Capillary pressure (Pc)–saturation (S)–relative permeability (kr) relationships must be quantified to accurately predict non-aqueous phase liquid (NAPL) distribution in the subsurface. Several experimental techniques are presented here for two-fluid Pc–S–kr relationships for various saturation paths to better define the effect of fractional wettability on these relationships. During the primary drainage path of the Pc–S curves, the air–water system showed no distinct trend as a function of the fraction of sand treated by organosilane (S) to render it non-water wetting. In a NAPL–water system, however, a consistent decrease of capillary pressure with increase of the fraction of non-water wetting sands was observed.
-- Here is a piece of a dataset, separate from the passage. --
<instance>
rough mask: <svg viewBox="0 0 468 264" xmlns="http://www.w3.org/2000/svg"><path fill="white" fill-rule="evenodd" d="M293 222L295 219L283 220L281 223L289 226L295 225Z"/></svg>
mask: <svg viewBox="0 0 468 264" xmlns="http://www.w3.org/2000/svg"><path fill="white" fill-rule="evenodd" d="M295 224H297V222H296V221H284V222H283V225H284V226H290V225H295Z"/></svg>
The much lower contact angle for air–water (a–w) system may result in the observed insensitivity of the a–w Pc–S curves to fractional wettability, at least for the PD pathway. For the main imbibition path of NAPL–water system, capillary pressure decreased as the fraction of the S component increased, requiring forced imbibition (negative capillary pressures) for a certain range of saturations. Systems with an increasing percentage of the S component also exhibited a higher water kr and lower NAPL or air kr at a given saturation for the primary drainage and main imbibition paths in both air–water and NAPL–water systems. The increase of water kr with increase of the fraction of the S component can be explained by the ability of water to occupy larger and highly conductive pores in such a system. Experimental kr–S data for the primary drainage path of NAPL–water system presented here were used to test the Bradford et al. [Bradford SA, Abriola LM, Leij FJ. Wettability effects on two- and three-fluid relative permeabilities. J Contam Hydrol 1997;28:171–91] model and the modified Mualem model for estimating the kr–S curves from measured Pc–S data as a function of fractional wettability. Both models predicted significantly less variation in the kr–S curves than measured indicating that they did not adequately represent the system under investigation.